More Power for Ybbs-Persenbeug
New rotors supplies more electricity from hydropower in Ybbs-Persenbeug
More Power for Ybbs-Persenbeug
In time for Christmas, Austria’s oldest Danube power plant is receiving the first of six new Kaplan impellers. In the coming years, VERBUND, Austria’s leading electricity company, is to invest a total of 144 million euro in increasing site efficiency. The modernisation secures the annual supply for an additional 22,000 households. At the end of the programme, the Ybbs-Persenbeug power plant is to supply more than 1.4 billion kilowatt hours of domestic CO2-free power. It therewith represents an important part of the base load supply in Austria.
Impressive new Kaplan turbine
Following modification of the 7th and most recent unit in the Ybbs-Persenbeug power plant, 2012 signalled the start of the modernisation and renovation programme. Within the scope of the programme, complete reconditioning was undertaken on the six older hydroelectric generating sets, which had already been employed for more than 400,000 hours of operation.
Following comprehensive preparations and assembly – counting among the most spectacular of the works was certainly the excavation of the imposing individual components, such as the rotor, stator and impeller hub – the replacement of the first "old" Kaplan turbine is now on the agenda. At present, the shiny new impeller, with its diameter of 7.4 metres, is being assembled and – quasi as a Christmas present for the power plant – being lifted into position even before the new year.
144 million euro investment in domestic hydropower
"Amounting to144 million euro, this major measure not only serves for the modernisation of a Danube power plant that is important for Austria’s power supply, but it also enables us a considerable increase in efficiency - with additional productivity during economically difficult times. This corresponds to an average power plant on the Salzach or Mur.
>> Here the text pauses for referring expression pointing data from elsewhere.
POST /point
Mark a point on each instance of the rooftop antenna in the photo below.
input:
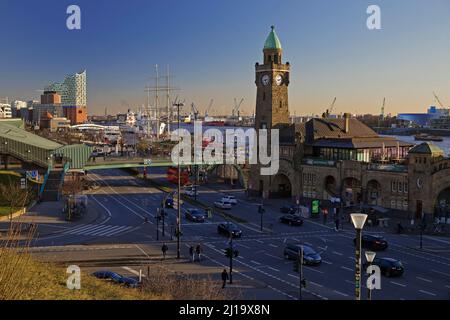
(438, 100)
(156, 89)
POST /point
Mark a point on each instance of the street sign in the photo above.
(32, 175)
(23, 183)
(315, 206)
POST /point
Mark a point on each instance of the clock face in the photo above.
(279, 79)
(265, 80)
(419, 183)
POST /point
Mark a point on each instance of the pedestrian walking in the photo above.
(192, 253)
(325, 215)
(336, 219)
(164, 249)
(224, 278)
(198, 250)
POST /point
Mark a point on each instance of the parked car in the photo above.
(230, 199)
(373, 242)
(222, 204)
(169, 203)
(388, 266)
(191, 192)
(229, 229)
(292, 220)
(310, 257)
(194, 215)
(116, 278)
(287, 209)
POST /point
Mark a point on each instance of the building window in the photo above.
(394, 186)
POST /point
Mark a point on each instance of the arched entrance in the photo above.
(374, 193)
(351, 192)
(442, 205)
(281, 186)
(331, 189)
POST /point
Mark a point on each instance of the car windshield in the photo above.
(115, 276)
(308, 251)
(231, 226)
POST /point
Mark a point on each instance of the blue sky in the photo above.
(212, 46)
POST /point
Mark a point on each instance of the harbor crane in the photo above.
(194, 111)
(236, 112)
(438, 100)
(329, 111)
(209, 107)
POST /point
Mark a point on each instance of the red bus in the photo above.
(172, 175)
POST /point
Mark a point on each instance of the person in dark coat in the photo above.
(224, 278)
(191, 253)
(164, 249)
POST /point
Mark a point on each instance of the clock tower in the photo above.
(272, 81)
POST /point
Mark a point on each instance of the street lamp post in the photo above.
(300, 272)
(178, 105)
(231, 259)
(370, 255)
(157, 224)
(358, 220)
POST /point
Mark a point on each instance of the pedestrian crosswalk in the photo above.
(98, 230)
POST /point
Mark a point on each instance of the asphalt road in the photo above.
(260, 271)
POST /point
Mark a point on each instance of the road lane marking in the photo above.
(340, 293)
(439, 272)
(316, 284)
(345, 268)
(423, 279)
(398, 284)
(271, 255)
(428, 293)
(312, 269)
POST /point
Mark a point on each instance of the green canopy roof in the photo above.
(272, 41)
(427, 148)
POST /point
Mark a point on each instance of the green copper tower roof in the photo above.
(272, 41)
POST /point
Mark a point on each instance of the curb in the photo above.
(16, 214)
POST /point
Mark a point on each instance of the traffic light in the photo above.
(303, 282)
(230, 253)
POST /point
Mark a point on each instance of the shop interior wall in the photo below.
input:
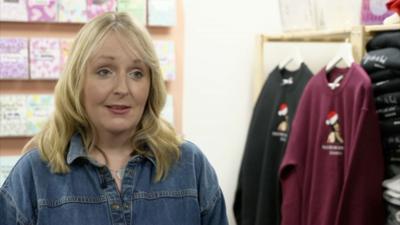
(220, 54)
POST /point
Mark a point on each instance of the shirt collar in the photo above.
(76, 150)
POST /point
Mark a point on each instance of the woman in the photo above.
(106, 156)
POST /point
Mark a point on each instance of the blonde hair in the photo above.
(154, 137)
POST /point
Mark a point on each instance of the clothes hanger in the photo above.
(344, 55)
(293, 61)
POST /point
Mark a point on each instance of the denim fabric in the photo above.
(87, 195)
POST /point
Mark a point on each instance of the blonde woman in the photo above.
(106, 156)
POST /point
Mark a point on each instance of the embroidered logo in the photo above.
(334, 142)
(283, 125)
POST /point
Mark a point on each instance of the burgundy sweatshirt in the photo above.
(332, 171)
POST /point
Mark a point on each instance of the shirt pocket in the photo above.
(179, 207)
(73, 210)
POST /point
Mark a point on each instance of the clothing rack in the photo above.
(357, 36)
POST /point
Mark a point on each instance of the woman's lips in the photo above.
(119, 109)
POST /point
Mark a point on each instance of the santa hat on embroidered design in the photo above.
(283, 109)
(332, 118)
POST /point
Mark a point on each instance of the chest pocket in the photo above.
(73, 211)
(166, 208)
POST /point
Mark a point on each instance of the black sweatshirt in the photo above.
(257, 199)
(384, 40)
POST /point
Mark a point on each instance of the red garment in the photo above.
(394, 5)
(332, 170)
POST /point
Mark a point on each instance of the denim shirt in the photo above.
(88, 195)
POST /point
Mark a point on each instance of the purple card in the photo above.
(14, 58)
(98, 7)
(42, 10)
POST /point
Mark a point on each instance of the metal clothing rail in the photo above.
(357, 36)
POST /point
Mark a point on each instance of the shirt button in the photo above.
(115, 206)
(126, 206)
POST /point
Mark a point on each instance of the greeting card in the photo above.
(14, 58)
(39, 110)
(166, 55)
(12, 115)
(73, 11)
(98, 7)
(136, 8)
(45, 57)
(42, 10)
(14, 10)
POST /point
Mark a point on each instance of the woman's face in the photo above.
(116, 87)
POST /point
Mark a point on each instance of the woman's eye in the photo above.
(103, 72)
(135, 74)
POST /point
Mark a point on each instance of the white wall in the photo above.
(219, 65)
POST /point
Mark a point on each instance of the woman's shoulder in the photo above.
(28, 164)
(190, 151)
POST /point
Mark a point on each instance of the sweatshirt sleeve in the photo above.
(291, 171)
(361, 199)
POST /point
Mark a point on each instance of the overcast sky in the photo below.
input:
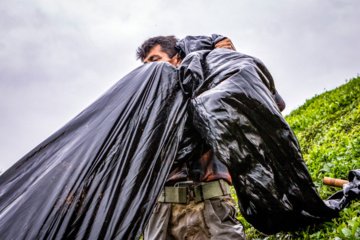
(57, 57)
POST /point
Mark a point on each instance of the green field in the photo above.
(328, 129)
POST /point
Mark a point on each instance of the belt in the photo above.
(184, 192)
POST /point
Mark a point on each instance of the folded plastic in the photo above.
(100, 175)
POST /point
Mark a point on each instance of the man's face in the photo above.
(157, 55)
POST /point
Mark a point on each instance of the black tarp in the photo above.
(99, 176)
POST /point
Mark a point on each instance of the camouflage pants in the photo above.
(211, 219)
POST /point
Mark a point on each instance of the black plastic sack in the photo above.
(100, 175)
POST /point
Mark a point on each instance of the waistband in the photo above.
(184, 192)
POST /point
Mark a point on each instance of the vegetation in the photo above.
(328, 129)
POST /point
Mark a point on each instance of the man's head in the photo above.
(160, 48)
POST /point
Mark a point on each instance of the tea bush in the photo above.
(328, 129)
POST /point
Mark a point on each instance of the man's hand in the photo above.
(226, 43)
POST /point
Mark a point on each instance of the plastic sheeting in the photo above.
(99, 176)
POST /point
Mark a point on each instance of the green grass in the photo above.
(328, 129)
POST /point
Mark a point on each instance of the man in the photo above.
(196, 202)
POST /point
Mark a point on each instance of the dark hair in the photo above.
(167, 44)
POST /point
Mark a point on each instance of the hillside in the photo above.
(328, 129)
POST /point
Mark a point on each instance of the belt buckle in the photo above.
(189, 186)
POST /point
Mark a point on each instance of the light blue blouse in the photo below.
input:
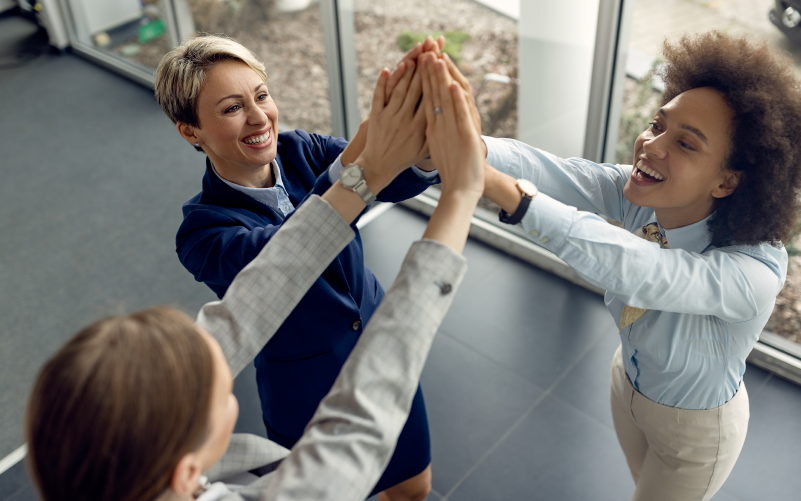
(707, 305)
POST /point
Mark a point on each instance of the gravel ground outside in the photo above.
(292, 48)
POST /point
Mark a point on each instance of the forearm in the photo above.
(350, 439)
(574, 181)
(500, 188)
(251, 312)
(728, 285)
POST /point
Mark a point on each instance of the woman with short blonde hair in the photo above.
(215, 91)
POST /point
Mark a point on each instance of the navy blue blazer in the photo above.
(224, 229)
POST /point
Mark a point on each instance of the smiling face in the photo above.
(679, 160)
(238, 124)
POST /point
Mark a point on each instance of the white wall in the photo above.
(556, 48)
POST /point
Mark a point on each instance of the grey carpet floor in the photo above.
(92, 178)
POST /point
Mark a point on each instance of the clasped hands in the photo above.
(424, 108)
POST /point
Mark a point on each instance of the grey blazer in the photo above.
(352, 436)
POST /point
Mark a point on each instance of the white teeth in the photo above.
(257, 139)
(649, 171)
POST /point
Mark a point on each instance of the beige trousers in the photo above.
(676, 454)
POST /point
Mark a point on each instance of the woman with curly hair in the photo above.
(692, 276)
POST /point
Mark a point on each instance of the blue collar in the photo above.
(691, 238)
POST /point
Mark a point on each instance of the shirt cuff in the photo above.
(425, 175)
(548, 222)
(335, 168)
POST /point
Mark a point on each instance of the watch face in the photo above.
(527, 187)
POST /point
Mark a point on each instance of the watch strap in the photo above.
(363, 191)
(518, 214)
(360, 188)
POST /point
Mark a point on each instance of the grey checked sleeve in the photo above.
(352, 436)
(246, 452)
(250, 313)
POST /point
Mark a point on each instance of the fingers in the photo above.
(428, 91)
(461, 110)
(442, 92)
(412, 96)
(394, 78)
(379, 94)
(415, 51)
(459, 77)
(456, 74)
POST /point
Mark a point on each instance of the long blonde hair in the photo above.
(113, 412)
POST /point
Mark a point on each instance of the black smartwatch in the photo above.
(528, 192)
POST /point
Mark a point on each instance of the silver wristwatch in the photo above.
(352, 178)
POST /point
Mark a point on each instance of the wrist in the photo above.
(376, 181)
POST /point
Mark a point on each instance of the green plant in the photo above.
(635, 117)
(453, 42)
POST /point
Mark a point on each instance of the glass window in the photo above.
(132, 33)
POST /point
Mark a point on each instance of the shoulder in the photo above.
(774, 257)
(299, 138)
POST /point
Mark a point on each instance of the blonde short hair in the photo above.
(182, 71)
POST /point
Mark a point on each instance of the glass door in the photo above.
(129, 36)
Furthermore, we are able to make a valuable economic contribution and to secure jobs in the region," explained Michael Amerer, commercial director at VERBUND Hydro Power GmbH. "Hydropower is currently the only form of renewable energy that must do without subsidies, but which is competing internationally with renewables such as wind and photovoltaics. Unfortunately, the current situation on the power market is not favourable to major new developments. We are therefore concentrating on increasing efficiency at existing sites. After Aschach, Ybbs-Persenbeug is the second Danube power plant that will be undergo a comprehensive optimisation," said Amerer.
6 % more production through sophisticated technology
"We are proud that, with Austrian engineering know-how and Austrian machinery suppliers, we have again been able to significantly exceed our already ambitious goal of site optimisation," explained Karl Heinz Gruber, technical director of VERBUND Hydro Power GmbH. "By means of a combination of regeneration of all machine components, all generators and transformers, in conjunction with the latest control technology, we are managing to achieve an added future power plant productivity of 77 million kilowatt hours. This represents a quarter more than originally planned. A 6 % increase in efficiency is already more than remarkable for the Danube power plant and makes a significant contribution to the achievement of targets in times of the energy turnaround," said Gruber.
A power plant with history
After the Second World War, Ybbs-Persenbeug counted among the prestige projects of the reconstruction in Austria. With a capacity of 236.5 megawatts, it is the fourth largest Danube power plant in Austria. With an annual production of 1.336 billion kilowatt hours, it avoids the emission of 1.1 million tonnes of CO2 every year. During the construction period between 1954 and 1959, the power plant was a popular destination for high-ranking foreign delegations.
Ybbs-Persenbeug today provides a popular spot for excursions on the Danube bike trail. During the years of reconstruction, visitors can have a safe look at the new turbines over the shoulders of the workers.